使用PHP脚本中的条形码字体压缩MS word docx文档
Using Tinybutstrong and openTBS i created a script in PHP that opens multiple docx templates and replaces a lot of variables with values from a database. In a nutshell clients can download their unique files, add information and pictures and upload them again. This works excellent. But of coarse i wouldn't post here if there wasn't some sort of problem.
Because of the barcodes (I am using barcode fonts and embed them in Word because the documents will be scanned far later in the process), the documents get huge. Instead of 100 KB average, they'll easily get 7MB. This is a problem, because per year about 20.000 documents will be scanned. That's an extra +/- 130 GB per year.
It's a long story but we need docx, so we can't simply replace it with some sort of PHP / MySQL template that would be far more efficient.
Word has the option to just embed the font symbols that are being used to cut on the size. But that isn't an option, because the main template needs to have all chars available. It's also not an option to send the font to the users, since there are +/- 20.000 new ones each year.
Is there another solution to cut the file size or use compression.
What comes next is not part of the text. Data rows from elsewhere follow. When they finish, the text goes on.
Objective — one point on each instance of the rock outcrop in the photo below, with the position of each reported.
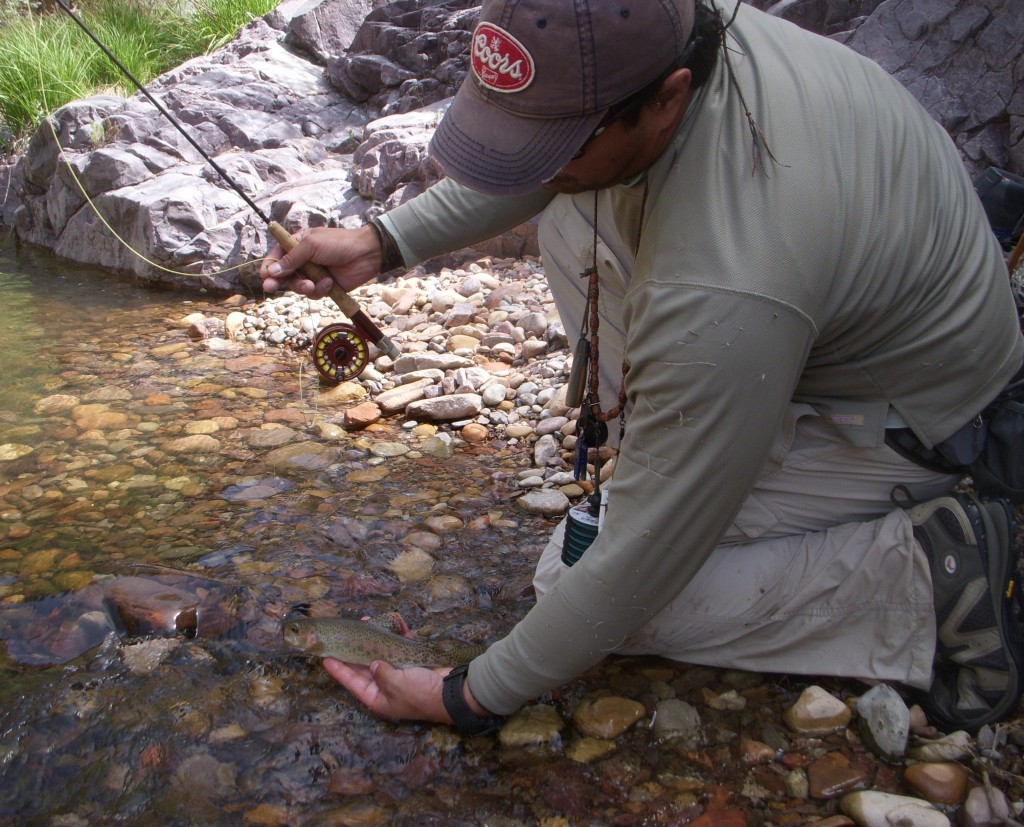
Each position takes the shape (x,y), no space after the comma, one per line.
(322,111)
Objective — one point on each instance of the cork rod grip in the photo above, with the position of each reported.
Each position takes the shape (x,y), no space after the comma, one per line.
(316,272)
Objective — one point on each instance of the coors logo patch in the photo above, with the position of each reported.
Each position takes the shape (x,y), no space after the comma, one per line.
(500,61)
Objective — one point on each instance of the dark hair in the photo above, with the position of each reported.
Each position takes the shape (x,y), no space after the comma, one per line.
(699,55)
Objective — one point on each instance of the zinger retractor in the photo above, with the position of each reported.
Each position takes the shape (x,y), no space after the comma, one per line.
(340,353)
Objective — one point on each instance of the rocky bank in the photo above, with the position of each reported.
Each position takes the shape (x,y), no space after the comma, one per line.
(322,113)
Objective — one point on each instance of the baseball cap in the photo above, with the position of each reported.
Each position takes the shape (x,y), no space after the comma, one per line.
(543,74)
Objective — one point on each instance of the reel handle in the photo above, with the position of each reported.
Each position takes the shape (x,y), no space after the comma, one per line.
(345,303)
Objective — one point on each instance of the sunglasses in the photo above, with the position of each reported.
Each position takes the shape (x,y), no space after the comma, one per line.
(612,115)
(636,101)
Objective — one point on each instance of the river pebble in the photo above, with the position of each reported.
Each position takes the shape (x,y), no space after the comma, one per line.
(607,716)
(943,783)
(534,725)
(230,460)
(884,721)
(871,809)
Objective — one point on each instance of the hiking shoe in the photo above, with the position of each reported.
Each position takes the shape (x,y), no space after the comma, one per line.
(979,657)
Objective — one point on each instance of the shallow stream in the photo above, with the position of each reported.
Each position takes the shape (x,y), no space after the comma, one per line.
(134,459)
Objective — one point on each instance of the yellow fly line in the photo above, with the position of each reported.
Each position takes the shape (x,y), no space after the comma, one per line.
(102,219)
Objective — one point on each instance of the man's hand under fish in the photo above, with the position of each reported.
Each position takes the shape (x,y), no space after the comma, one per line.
(410,694)
(393,676)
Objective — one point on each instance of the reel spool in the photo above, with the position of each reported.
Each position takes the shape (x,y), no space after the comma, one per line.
(340,353)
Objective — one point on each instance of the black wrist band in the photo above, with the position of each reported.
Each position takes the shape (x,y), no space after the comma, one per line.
(466,721)
(390,255)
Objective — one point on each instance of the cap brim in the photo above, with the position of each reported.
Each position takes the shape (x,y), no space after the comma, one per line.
(491,150)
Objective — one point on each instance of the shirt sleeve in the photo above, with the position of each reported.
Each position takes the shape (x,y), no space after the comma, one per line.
(450,216)
(711,374)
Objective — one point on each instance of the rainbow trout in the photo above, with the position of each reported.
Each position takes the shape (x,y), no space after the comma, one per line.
(363,642)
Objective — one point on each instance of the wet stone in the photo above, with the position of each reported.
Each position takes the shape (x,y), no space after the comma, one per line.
(531,726)
(196,444)
(984,809)
(606,716)
(58,403)
(871,809)
(943,783)
(388,449)
(411,565)
(11,451)
(301,458)
(817,712)
(676,719)
(586,750)
(832,776)
(949,747)
(271,437)
(884,721)
(549,502)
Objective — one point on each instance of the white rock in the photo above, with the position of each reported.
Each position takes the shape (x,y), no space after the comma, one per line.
(872,809)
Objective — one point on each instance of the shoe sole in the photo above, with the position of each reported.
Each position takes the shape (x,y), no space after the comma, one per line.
(993,523)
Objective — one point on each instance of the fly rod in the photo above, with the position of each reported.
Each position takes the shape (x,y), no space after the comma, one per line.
(339,350)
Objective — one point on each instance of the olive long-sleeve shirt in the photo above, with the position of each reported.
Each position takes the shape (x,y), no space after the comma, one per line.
(855,269)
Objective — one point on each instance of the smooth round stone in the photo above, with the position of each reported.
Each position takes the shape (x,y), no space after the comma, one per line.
(816,712)
(58,403)
(438,447)
(518,430)
(330,431)
(549,502)
(444,522)
(272,437)
(943,783)
(388,449)
(872,809)
(493,395)
(412,565)
(607,716)
(884,722)
(427,540)
(474,432)
(302,456)
(980,810)
(676,719)
(342,394)
(448,590)
(11,450)
(950,747)
(832,776)
(198,443)
(754,751)
(531,726)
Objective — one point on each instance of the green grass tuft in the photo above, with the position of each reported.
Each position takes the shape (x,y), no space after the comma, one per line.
(46,60)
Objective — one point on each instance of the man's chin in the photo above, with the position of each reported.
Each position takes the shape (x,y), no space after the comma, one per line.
(564,185)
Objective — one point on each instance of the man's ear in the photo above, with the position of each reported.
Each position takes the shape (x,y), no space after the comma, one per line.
(675,94)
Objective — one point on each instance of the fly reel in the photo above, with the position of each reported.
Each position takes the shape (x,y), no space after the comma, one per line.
(340,353)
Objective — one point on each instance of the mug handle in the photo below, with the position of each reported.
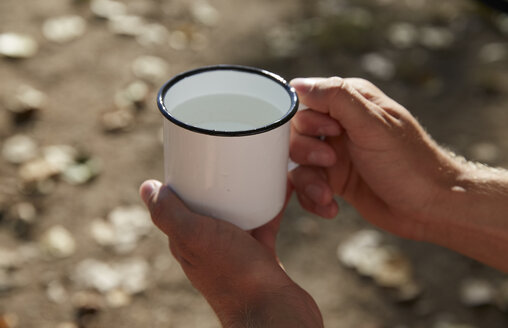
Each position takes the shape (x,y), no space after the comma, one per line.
(292,165)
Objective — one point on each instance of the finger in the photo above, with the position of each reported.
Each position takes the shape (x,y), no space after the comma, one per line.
(336,97)
(168,212)
(306,150)
(328,211)
(315,124)
(267,234)
(310,182)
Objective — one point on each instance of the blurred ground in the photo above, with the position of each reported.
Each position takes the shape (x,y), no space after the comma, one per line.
(446,61)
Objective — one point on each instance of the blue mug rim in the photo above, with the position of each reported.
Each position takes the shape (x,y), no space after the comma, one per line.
(240,68)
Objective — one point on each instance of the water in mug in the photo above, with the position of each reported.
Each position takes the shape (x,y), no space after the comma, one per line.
(227,112)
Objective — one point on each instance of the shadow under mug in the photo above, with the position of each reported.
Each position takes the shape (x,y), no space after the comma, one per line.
(238,176)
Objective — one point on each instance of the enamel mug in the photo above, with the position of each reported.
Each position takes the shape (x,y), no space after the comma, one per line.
(235,173)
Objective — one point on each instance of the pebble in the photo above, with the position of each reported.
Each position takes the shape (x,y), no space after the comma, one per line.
(117,298)
(22,216)
(150,68)
(58,242)
(26,102)
(282,41)
(493,52)
(127,25)
(120,119)
(131,275)
(7,283)
(19,149)
(476,292)
(9,320)
(59,157)
(56,292)
(153,35)
(81,173)
(107,8)
(86,303)
(178,40)
(134,273)
(67,325)
(370,256)
(9,259)
(130,224)
(102,232)
(64,29)
(379,66)
(36,171)
(204,13)
(133,96)
(403,35)
(15,45)
(436,38)
(92,273)
(485,152)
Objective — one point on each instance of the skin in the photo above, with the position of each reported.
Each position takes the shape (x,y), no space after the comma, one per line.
(356,143)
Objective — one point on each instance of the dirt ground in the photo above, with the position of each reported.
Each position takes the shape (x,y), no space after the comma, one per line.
(445,73)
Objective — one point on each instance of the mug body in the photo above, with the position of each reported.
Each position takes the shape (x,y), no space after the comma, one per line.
(236,175)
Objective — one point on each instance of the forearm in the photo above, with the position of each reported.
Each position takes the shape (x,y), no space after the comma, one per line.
(286,307)
(474,218)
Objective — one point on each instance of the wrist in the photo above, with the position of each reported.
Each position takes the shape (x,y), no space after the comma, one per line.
(473,214)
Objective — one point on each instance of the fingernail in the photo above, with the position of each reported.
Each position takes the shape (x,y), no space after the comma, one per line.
(329,130)
(147,189)
(302,85)
(314,192)
(320,158)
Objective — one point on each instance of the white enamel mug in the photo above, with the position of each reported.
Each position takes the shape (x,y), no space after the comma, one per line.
(238,176)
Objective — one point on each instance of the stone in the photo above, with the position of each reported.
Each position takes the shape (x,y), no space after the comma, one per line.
(485,152)
(59,157)
(379,66)
(9,320)
(403,35)
(370,256)
(36,171)
(130,224)
(117,298)
(133,96)
(204,13)
(58,242)
(134,273)
(493,52)
(127,25)
(102,232)
(120,119)
(178,40)
(26,102)
(476,292)
(436,38)
(19,149)
(15,45)
(130,275)
(153,35)
(81,173)
(22,217)
(64,29)
(56,292)
(92,273)
(198,41)
(150,68)
(107,8)
(67,325)
(86,304)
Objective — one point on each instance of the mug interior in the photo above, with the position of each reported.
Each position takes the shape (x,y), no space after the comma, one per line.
(237,80)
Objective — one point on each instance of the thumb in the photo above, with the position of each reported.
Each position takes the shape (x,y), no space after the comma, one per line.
(168,212)
(336,97)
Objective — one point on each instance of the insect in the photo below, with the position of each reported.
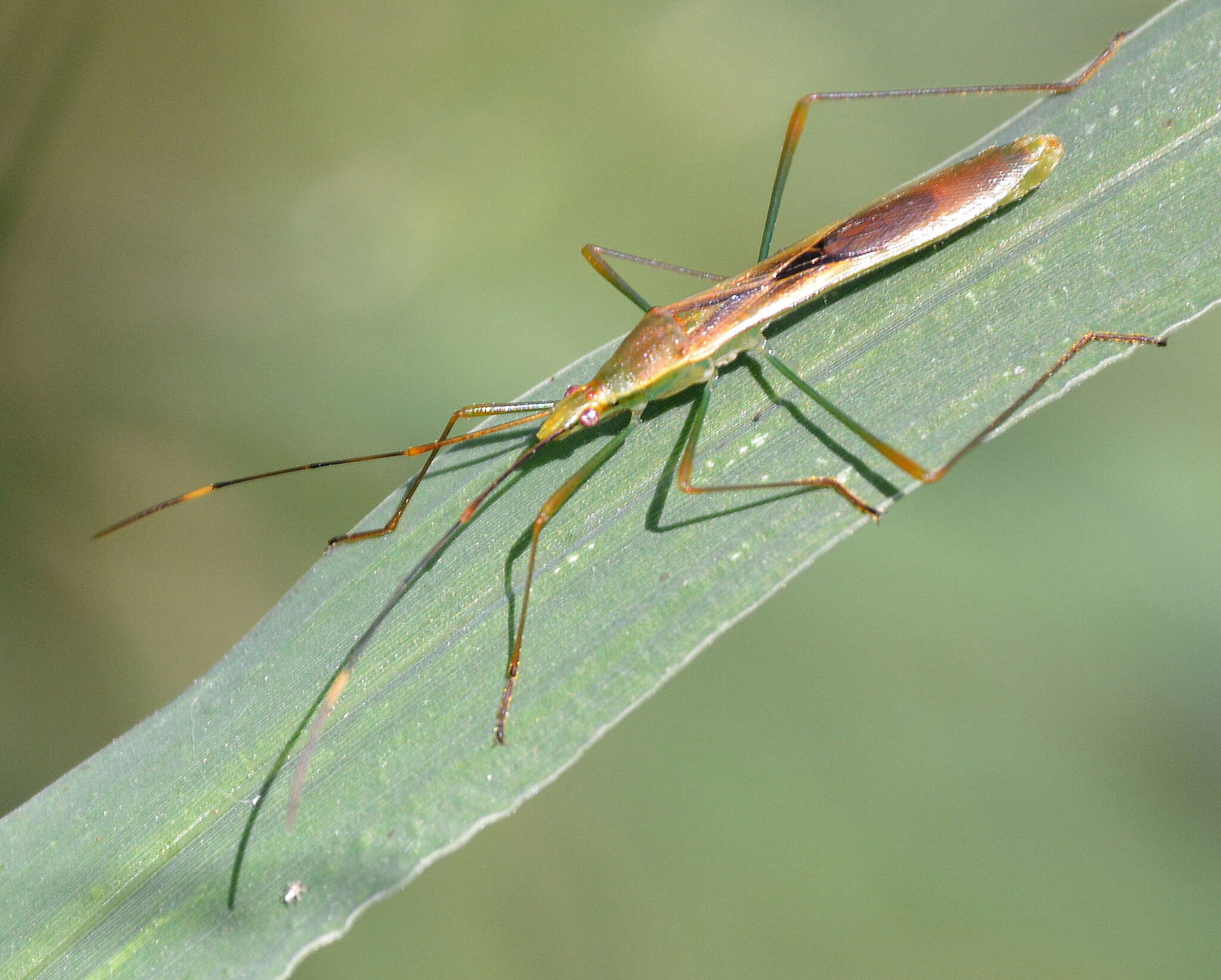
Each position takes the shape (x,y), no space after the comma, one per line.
(685,343)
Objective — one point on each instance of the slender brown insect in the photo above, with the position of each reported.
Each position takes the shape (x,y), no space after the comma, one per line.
(684,343)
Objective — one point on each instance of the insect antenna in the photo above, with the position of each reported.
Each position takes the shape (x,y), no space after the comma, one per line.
(412,451)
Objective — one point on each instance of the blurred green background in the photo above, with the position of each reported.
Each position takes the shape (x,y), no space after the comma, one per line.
(982,740)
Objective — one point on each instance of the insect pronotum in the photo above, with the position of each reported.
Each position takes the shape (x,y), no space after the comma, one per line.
(684,343)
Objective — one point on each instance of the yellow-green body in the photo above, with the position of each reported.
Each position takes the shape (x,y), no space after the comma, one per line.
(684,343)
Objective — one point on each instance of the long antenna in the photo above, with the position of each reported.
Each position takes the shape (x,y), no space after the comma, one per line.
(412,451)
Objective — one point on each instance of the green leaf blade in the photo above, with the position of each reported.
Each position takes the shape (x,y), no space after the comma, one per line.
(121,868)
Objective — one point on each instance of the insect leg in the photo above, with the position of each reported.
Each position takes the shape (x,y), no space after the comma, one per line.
(798,120)
(811,482)
(540,409)
(546,513)
(594,256)
(931,476)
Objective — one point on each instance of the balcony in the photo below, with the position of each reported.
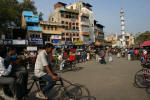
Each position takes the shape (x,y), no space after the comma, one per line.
(34,28)
(85,33)
(34,19)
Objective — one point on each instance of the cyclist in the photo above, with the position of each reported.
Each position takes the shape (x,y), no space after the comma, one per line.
(44,72)
(5,79)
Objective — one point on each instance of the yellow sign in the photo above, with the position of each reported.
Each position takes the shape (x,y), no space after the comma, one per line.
(76,42)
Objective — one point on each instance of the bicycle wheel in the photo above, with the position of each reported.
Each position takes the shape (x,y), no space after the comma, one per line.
(71,92)
(139,79)
(87,98)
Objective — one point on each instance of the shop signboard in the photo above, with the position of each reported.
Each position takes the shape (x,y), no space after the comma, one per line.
(56,41)
(1,42)
(32,48)
(36,41)
(87,42)
(7,42)
(77,42)
(69,43)
(57,37)
(18,42)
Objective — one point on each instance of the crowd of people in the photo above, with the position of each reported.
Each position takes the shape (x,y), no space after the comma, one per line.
(14,65)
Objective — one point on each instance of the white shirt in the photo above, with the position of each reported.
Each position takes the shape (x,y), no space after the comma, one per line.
(41,61)
(3,70)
Perhaps in Word, PHP, FTP, Apache?
使用 Tinybutstrong和openTBS 我在PHP中创建了一个脚本,它打开了多个docx模板,并用数据库中的值替换了很多变量。 简而言之,客户可以下载其独特的文件,添加信息和图片,然后重新上传。 这很好用。 但粗略的我不会在这里发布如果没有某种问题。 p>
由于条形码(我使用条形码字体并将它们嵌入Word中,因为文件将是 在此过程中稍后扫描),文件变得庞大。 而不是平均100 KB,他们将轻松获得7MB。 这是一个问题,因为每年将扫描大约20,000个文档。 这是每年额外+/- 130 GB。 p>
这是一个很长的故事,但我们需要docx,所以我们不能简单地用某种PHP / MySQL模板替换它 效率更高。 p>
Word可以选择嵌入用于剪切大小的字体符号。 但这不是一种选择,因为主模板需要提供所有字符。 它也不是将字体发送给用户的选项,因为每年有+/- 20.000个新字体。 p>
是否有其他解决方案来削减文件大小或使用压缩。 也许在Word,PHP,FTP,Apache? p> div>
I'm afraid the solution of using the option "Embed fonts in the file" with "Embed only characters used in the document" cannot be exploited. Ms Word saves the font using a special format with the extension ODTTF (for example, you have it in "word\fonts\font1.odttf"). But this format is binary, it seems badly documented and thus it stays as a proprietary format. Only Ms Word will be able to build such a sub-file.
Since you haven't any lighter font for the barcode, the only solution I can see is to use image instead of font for you barcode:
- OpenTBS has a feature to easily replace a picture inside a DOCX file (parameter "op=changepic").
- Barcode2Image tools are easy to find in PHP. For example : Barcode Generator.
Then you only have to code your process like this :
- Load the DOCX template,
- Create the temporary image of the barcode.
- Change the image inside the template.
- Merge the template, and save or send the result.
- Delete the temporary image.
It's important to delete the temporary image only after the final merge of the template, because OpenTBS actually inserts the image only when method $tbs->Show() is called.
It's also important to use a different temporary file for each merging because many merges can occur in the same time.
If temporary files have a prefix or are saved into a dedicated directory, then it is advisable to clean up old temporary images regulary.